Dans un contexte houleux où le rival, le FFM, longtemps festival le plus prestigieux d'Amérique du Nord, subit toutes les attaques (collectivités, médias, professionnels), les organisateurs du FNC mise sur une fusion des deux événements, à leur profit. Un seul festival international de cinéma? L'idée a du sens. D'abord parce que le FFM est artistiquement mort : sa compétition n'a plus d'intérêt (son palmarès n'a même aucune valeur dans le marketing des distributeurs), son organisation est archaïque, et la concurrence est plus vive que jamais. Coincé entre Venise et Toronto, dépassé par ce dernier, moins attrayant que Locarno ou San Sebastian, Montréal est devenu une plateforme régionale après avoir été internationale. En comparant les deux programmes, celui du FFM et celui du FNC, il n'y a aucun doute sur la valeur du second, qui privilégie Comme une image aux Choristes, Kusturica à Angelopoulos. Rappelons que le FFM récompense indifféremment une Sandra Bullock et une Isabelle Adjani.
Clean
Si le FNC ne bénéficie pas encore d'une notoriété nécessaire pour attirer suffisamment d'avant premières (au moins continentales), il a su, avec une bonne date dans le calendrier et une curiosité artistique, séduire les films qui comptent cette saison : Clean, La vie est un miracle, La mauvaise éducation, Whisky, Or (Mon trésor), Brodeuses, Exils, Land of Plenty, 5x2, quelques mangas ou encore Ruiz, Spike Lee, Godard, Gitaï, Solondz, McKellar, ... De Mondovino à la version restaurée de Peau d'Ane, du fameux Tarnation à la trilogie bollywoodienne (La famille Indienne), toutes les formes de cinéma vues à Cannes, Venise, Toronto et Locarno sont présentes, de l'expérimental aux grands noms.

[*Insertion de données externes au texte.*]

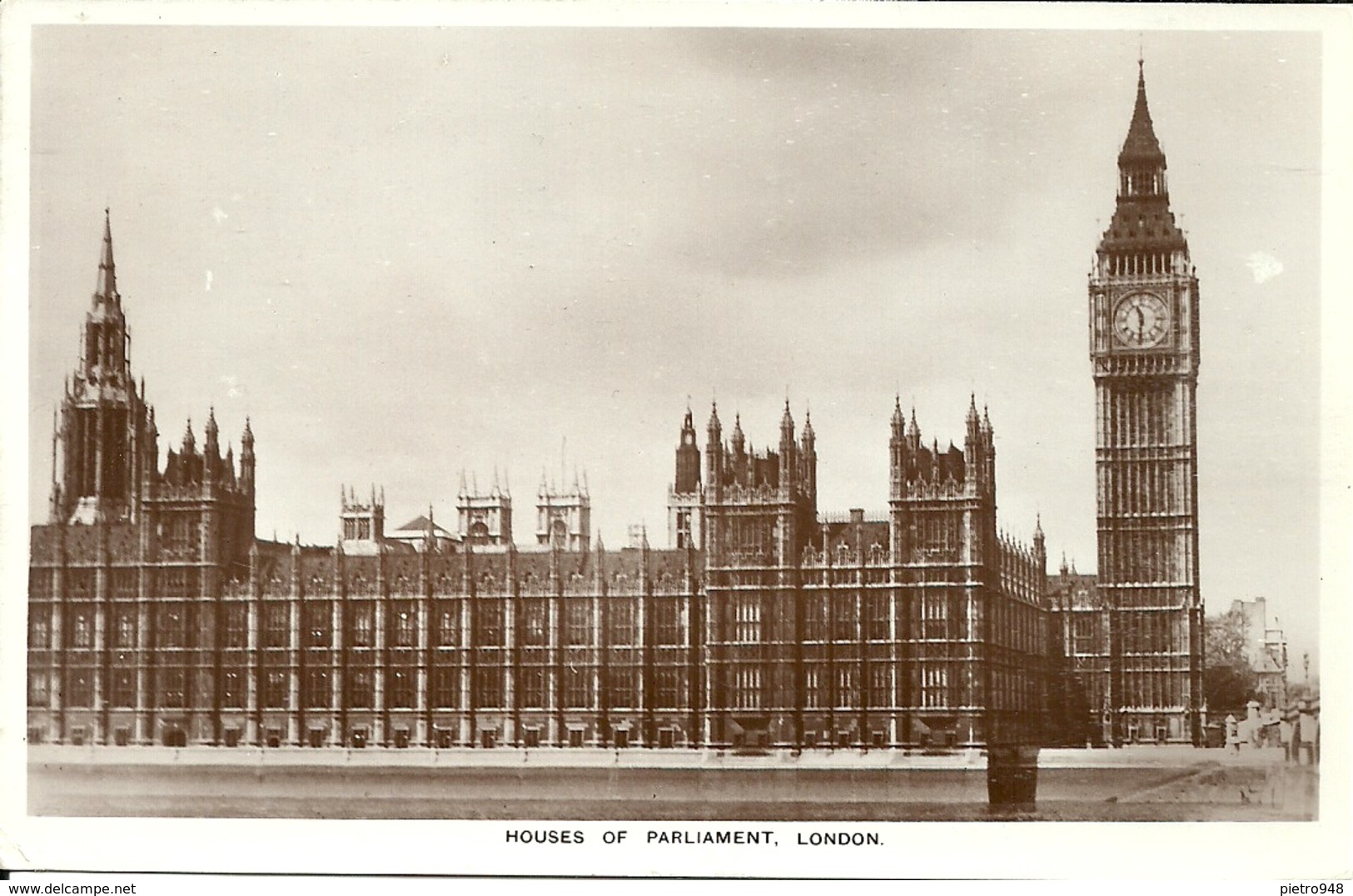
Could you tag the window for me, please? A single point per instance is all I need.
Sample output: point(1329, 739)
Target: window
point(489, 623)
point(173, 582)
point(39, 689)
point(172, 688)
point(667, 625)
point(126, 628)
point(747, 619)
point(125, 584)
point(535, 623)
point(532, 688)
point(39, 628)
point(934, 685)
point(578, 614)
point(621, 621)
point(231, 689)
point(404, 625)
point(363, 625)
point(878, 617)
point(318, 625)
point(359, 689)
point(448, 623)
point(848, 686)
point(177, 532)
point(172, 627)
point(445, 688)
point(236, 625)
point(684, 539)
point(80, 582)
point(812, 688)
point(402, 688)
point(123, 688)
point(846, 623)
point(82, 627)
point(667, 690)
point(317, 688)
point(275, 689)
point(276, 625)
point(578, 686)
point(623, 694)
point(815, 617)
point(746, 686)
point(39, 584)
point(934, 616)
point(489, 686)
point(880, 684)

Très présent sur les cinémas asiatique, européen, et canadien, le FNC s'intéresse autant au cinéma numérique (pour preuve la projection de Garçon stupide, à l'écriture filmique passionnante) qu'aux documentaires (une trilogie Robert Greenwald, qui, hélas, ne comprend pas le dernier opus sur Fox News). La meilleure synthèse est évidemment cet événement Peter Greenaway qui présentera enfin l'entièreté de son projet The Tulse Luper Suitcases, incluant la partie internet et une masterclass. Classe!
Dîtes 33!
Tandis que les festivals se cherchent (artistiquement), se positionnent (commercialement) et tentent de survivre parfois (coupes budgétaires, sponsors frileux) le FNC n'hésite pas à innover (CinéOké, sorte de karaoké cinématographique), fouiner (lectures de scénarios de courts métrages), explorer (Cyberpitch pour observer les nouveaux médias). L'objectif est d'ouvrir les yeux sur les créations visuelles de notre époque. En cela, le festival se rapproche plus de Locarno (qui n'a pas de marché non plus) que de Toronto. Il faut s'interroger sur la pertinence d'une compétition de type cannoise dans un festival de cinéma. Hormis 4 festivals (Cannes, Venise, Berlin, Sundance), aucun palmarès n'a de valeur aux yeux des professionnels et du public. De plus, si Montréal veut de nouveau être un rendez-vous qui compte, il faut peut-être envisager un décalage dans le calendrier. Depuis des années, certains plaident pour un "déménagement" en plein été, dans la période des grands festivals culturels de la ville, entre Cannes et Venise / Toronto. Cela permettrait plus d'avant premières. Rester en automne a des avantages : le FNC n'aurait certainement pas eu Almodovar ou Ozon s'il avait été situé plus tôt.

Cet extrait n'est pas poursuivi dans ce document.